Eine 22-jährige Gedernerin, die im Mai 2021 bei Merkenfritz einen Unfall mit zwei Toten verursachte, hat mit ihrer Berufung gegen das erstinstanzliche Urteil keinen Erfolg. Richter Holtzmann lässt in der Verhandlung am Landgericht Gießen keinen Zweifel daran, dass das Amtsgericht Büdingen die Schuld der Angeklagten korrekt beurteilt hat.

Mit einer Geldstrafe von 900 Euro und drei Monaten Fahrverbot war das Urteil des Amtsgerichts Büdingen gegen die 22-Jährige mild ausgefallen. Dass die Geldstrafe so niedrig ausfiel, war auch durch die Einkommensverhältnisse der Angeklagten begründet. Sie lebt mit ihrem Kind im Haushalt ihrer Eltern und bezieht Kinder- und Elterngeld, Kindesunterhalt und Sozialleistungen. Daraus errechnete das Gericht einen Tagessatz von zehn Euro für die Bemessung der Geldstrafe.
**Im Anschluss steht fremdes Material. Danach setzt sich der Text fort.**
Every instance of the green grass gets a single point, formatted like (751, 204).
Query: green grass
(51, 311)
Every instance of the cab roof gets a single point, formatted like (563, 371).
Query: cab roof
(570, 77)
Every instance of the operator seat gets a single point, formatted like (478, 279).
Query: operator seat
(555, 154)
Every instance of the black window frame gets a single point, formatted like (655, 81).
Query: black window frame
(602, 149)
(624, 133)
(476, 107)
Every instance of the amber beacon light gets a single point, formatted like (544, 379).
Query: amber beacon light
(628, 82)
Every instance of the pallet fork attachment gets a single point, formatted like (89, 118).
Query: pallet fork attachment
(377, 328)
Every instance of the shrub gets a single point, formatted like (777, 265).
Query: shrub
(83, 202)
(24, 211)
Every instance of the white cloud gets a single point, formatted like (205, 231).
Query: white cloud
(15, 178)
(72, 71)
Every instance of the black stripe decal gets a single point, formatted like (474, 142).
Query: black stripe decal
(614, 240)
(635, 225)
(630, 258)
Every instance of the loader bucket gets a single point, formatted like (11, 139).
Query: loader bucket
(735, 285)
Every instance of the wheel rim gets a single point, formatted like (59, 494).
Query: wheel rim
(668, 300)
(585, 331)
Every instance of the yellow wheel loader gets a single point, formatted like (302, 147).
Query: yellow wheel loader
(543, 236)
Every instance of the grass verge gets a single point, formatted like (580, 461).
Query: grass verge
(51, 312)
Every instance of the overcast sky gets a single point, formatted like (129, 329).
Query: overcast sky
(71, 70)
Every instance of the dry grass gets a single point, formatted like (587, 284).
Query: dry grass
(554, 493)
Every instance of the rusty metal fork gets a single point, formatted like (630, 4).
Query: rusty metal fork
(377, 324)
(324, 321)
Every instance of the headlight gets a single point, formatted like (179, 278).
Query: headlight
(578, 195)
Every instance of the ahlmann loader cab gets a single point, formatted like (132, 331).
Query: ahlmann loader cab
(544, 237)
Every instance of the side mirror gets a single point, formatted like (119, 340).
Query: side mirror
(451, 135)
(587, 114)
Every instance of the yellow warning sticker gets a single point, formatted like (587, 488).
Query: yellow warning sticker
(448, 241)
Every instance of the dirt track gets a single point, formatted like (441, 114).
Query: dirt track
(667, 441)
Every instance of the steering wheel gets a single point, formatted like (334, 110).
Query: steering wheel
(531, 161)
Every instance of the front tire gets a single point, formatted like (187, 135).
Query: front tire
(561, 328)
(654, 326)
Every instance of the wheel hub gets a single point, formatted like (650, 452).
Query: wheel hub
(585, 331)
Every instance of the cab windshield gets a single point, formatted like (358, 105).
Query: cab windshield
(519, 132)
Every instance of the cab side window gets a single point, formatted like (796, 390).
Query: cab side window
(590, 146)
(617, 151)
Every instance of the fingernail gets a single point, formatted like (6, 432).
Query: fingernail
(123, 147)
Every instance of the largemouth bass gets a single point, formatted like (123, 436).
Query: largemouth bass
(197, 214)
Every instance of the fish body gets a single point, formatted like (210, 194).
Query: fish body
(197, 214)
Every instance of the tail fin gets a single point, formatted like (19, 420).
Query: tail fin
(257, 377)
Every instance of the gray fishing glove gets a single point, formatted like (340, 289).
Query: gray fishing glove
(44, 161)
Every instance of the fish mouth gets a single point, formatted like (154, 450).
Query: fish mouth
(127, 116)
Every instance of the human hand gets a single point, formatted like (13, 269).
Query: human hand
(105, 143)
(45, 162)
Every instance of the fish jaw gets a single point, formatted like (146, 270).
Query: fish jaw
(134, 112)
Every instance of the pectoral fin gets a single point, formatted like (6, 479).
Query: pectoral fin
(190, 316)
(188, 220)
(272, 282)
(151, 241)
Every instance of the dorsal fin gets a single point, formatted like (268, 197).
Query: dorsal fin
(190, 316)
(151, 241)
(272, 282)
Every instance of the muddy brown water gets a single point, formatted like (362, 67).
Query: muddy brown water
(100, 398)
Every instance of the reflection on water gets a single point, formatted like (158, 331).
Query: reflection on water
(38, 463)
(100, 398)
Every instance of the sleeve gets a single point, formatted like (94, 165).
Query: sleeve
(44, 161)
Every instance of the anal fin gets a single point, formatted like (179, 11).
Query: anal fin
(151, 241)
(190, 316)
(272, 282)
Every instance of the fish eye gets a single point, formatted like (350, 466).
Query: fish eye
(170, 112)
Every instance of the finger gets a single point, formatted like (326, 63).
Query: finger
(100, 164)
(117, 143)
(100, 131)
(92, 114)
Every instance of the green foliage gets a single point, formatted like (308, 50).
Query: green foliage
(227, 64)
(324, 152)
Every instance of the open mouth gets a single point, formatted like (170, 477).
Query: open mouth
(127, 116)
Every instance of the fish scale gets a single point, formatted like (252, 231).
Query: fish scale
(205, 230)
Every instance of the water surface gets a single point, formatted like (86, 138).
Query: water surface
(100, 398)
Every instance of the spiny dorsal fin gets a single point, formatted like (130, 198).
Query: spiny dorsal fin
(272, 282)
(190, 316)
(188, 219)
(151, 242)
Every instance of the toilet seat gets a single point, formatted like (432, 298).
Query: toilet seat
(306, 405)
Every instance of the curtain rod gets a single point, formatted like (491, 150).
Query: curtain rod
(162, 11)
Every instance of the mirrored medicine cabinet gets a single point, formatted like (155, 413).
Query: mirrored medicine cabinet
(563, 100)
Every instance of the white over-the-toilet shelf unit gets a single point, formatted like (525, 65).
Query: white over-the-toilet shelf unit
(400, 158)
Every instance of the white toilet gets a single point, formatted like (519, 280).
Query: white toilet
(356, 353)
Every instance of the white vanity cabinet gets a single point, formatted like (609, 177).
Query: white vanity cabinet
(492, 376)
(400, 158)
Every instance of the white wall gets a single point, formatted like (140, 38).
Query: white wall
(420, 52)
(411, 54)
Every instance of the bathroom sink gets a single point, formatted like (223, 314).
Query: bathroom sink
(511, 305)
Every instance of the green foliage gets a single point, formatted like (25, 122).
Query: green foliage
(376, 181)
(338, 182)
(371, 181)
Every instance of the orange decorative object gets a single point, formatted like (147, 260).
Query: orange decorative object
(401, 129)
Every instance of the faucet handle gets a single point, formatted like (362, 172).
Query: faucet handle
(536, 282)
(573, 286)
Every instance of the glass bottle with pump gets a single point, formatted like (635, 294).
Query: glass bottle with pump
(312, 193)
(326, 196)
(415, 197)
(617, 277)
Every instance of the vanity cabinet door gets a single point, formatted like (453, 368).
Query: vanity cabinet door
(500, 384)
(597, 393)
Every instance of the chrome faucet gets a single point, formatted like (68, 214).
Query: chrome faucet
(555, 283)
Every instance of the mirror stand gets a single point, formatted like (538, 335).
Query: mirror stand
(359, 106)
»Die Kammer verhehlt nicht, dass für sie nicht nachvollziehbar ist, warum die Fahrerlaubnis nicht entzogen worden ist«, übte Holtzmann Kritik an der Entscheidung des Amtsgerichts. Das wäre zur Gefahrenabwehr angezeigt gewesen. »Die Staatsanwaltschaft würde sogar eine höhere Strafe für Tat und Schuld angemessen halten«, betonte deren Vertreter in seinem Plädoyer. Das sei jedoch nicht möglich, weil die Angeklagte das Rechtsmittel der Berufung gewählt habe.

Mit Ausnahme der Angeklagten und ihres Verteidigers ließen die Prozessbeteiligten keinen Zweifel daran, dass sie diese für uneingeschränkt verantwortlich am Tod zweier Menschen halten. »Wer ein Fahrzeug führt, darf nur so schnell fahren, dass das Fahrzeug ständig beherrscht wird«, zitierte Holtzmann aus der Straßenverkehrsordnung.

Denkbar knappes Schlusswort

Wie bereits in der ersten Instanz hatte der Sachverständige, der an den Unfallort gerufen worden war, eine zu hohe Geschwindigkeit bei mindestens feuchter Fahrbahn und abgefahrenen Reifen benannt. Die Grenzgeschwindigkeit, mit der die Kurve unter optimalen Bedingungen sicher durchfahren werden könne, betrage 120 Stundenkilometer. Holtzmann betonte, dass der Audi der Angeklagten sich »nicht in einem Idealzustand« befand. Trotzdem sei sie in der Kurve zu schnell gefahren.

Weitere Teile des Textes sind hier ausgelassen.